Sea change in prognosis
The 2022 findings were accompanied and preceded by studies that reinforced that clemastine acted directly on myelin and proved the importance of myelin for keeping nerve fibers healthy. Meanwhile, labs around the world have confirmed Chan’s initial findings, and additional work from the ReBUILD trial, found that the treated patients had lower levels of a biomarker of nerve damage. Data also linked MS patients’ vision improvements to increases in myelin around the optic nerve.
New clinical trials in the UCSF Innovation Program for Remyelination and Repair are working to determine whether the MRI results can be independently confirmed, and whether other tools might be used to detect remyelination and track repair. The team is also studying clemastine’s effectiveness in acute painful vision loss and on active brain lesions in MS. And, together with their colleague Riley Bove, M.D., they are testing a different class of medications from Chan and Green’s initial screen as another possible treatment.
Collectively, this work may herald a sea change in prognosis for patients with MS. Before the advent in the 1990s of disease-modifying drugs that could delay MS progression, the greatest fear of newly diagnosed patients, who are typically in their 20s and 30s, was ending up in a wheelchair by their 40s.
Now, with revived hope that clemastine — or a similar, yet-to-be developed drug — may restore some function, Green believes it’s time for neurologists to shift attention away from canes and wheelchairs.

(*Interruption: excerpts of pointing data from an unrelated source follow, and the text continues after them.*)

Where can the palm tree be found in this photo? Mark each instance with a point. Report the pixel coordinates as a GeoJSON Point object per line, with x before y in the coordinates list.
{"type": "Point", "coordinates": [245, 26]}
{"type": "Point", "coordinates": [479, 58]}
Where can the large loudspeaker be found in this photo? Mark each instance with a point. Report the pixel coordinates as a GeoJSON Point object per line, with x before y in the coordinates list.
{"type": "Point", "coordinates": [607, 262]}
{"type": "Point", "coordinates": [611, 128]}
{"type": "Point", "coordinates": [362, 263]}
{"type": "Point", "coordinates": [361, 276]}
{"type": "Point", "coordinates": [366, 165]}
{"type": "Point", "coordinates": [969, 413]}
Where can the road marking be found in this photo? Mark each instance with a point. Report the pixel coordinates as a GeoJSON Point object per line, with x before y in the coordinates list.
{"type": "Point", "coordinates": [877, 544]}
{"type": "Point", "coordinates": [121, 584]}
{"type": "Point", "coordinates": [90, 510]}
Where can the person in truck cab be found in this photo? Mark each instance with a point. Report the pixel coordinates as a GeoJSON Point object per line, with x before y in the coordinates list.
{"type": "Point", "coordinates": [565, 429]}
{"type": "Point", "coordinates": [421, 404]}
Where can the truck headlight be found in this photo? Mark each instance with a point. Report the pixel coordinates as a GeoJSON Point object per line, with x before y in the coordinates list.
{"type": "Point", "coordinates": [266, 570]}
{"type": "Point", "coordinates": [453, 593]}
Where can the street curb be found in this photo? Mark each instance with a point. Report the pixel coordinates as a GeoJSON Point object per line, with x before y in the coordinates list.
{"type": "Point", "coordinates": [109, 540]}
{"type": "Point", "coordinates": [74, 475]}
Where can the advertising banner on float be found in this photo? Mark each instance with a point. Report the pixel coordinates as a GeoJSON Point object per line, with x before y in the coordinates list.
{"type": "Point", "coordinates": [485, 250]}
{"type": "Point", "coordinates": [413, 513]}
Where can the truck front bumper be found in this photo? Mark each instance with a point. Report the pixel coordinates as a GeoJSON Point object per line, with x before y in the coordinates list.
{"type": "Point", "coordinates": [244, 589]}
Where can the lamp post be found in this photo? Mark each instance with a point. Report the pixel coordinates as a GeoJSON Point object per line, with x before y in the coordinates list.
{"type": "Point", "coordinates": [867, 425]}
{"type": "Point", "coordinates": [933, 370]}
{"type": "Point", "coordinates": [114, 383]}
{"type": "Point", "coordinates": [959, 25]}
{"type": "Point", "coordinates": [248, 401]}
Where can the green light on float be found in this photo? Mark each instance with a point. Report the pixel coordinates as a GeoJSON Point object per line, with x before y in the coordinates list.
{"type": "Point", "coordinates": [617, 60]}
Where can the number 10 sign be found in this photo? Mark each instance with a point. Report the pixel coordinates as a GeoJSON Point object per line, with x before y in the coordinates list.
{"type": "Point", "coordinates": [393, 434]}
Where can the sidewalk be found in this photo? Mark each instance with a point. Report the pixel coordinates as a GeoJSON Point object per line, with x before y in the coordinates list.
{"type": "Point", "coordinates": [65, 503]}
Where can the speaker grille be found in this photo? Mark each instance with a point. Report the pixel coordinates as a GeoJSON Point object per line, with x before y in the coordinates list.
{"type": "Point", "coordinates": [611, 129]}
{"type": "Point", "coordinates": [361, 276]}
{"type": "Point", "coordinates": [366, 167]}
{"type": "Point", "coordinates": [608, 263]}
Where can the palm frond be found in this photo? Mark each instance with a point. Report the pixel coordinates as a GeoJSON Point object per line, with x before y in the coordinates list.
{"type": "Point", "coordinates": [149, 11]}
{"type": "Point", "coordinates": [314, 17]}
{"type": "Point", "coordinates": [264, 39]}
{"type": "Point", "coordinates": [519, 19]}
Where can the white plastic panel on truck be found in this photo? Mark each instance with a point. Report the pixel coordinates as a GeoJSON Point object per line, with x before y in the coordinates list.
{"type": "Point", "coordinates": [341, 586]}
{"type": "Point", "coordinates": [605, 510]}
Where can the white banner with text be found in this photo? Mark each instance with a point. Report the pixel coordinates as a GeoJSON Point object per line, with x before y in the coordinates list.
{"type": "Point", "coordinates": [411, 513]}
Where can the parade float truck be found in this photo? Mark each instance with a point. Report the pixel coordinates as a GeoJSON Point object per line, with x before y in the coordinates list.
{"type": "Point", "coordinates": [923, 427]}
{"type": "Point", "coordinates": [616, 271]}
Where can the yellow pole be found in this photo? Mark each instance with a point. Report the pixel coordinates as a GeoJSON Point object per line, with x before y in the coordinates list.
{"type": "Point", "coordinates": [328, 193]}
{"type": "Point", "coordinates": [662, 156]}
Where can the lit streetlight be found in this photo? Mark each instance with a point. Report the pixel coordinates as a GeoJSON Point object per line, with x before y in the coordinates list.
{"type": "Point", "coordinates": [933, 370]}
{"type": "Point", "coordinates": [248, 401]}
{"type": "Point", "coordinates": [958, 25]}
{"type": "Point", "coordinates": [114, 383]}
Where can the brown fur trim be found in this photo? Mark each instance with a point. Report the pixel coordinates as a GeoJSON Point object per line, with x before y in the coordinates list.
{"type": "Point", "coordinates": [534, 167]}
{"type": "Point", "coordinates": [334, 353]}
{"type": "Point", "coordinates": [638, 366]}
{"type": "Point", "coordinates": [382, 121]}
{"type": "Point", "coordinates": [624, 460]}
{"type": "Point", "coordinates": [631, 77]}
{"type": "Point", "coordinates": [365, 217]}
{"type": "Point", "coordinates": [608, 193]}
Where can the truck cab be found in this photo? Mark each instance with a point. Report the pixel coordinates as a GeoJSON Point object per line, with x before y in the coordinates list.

“Long-term patients cannot walk into a darkened theater because they cannot see well enough to find a seat. They cannot look through a bright window. Their memory, attention and judgment are not quite the same,” he said. “For years we’ve rightfully focused on keeping patients out of wheelchairs. We’re hoping that if we can restore some function, we can focus on these smaller, less obvious disabilities.”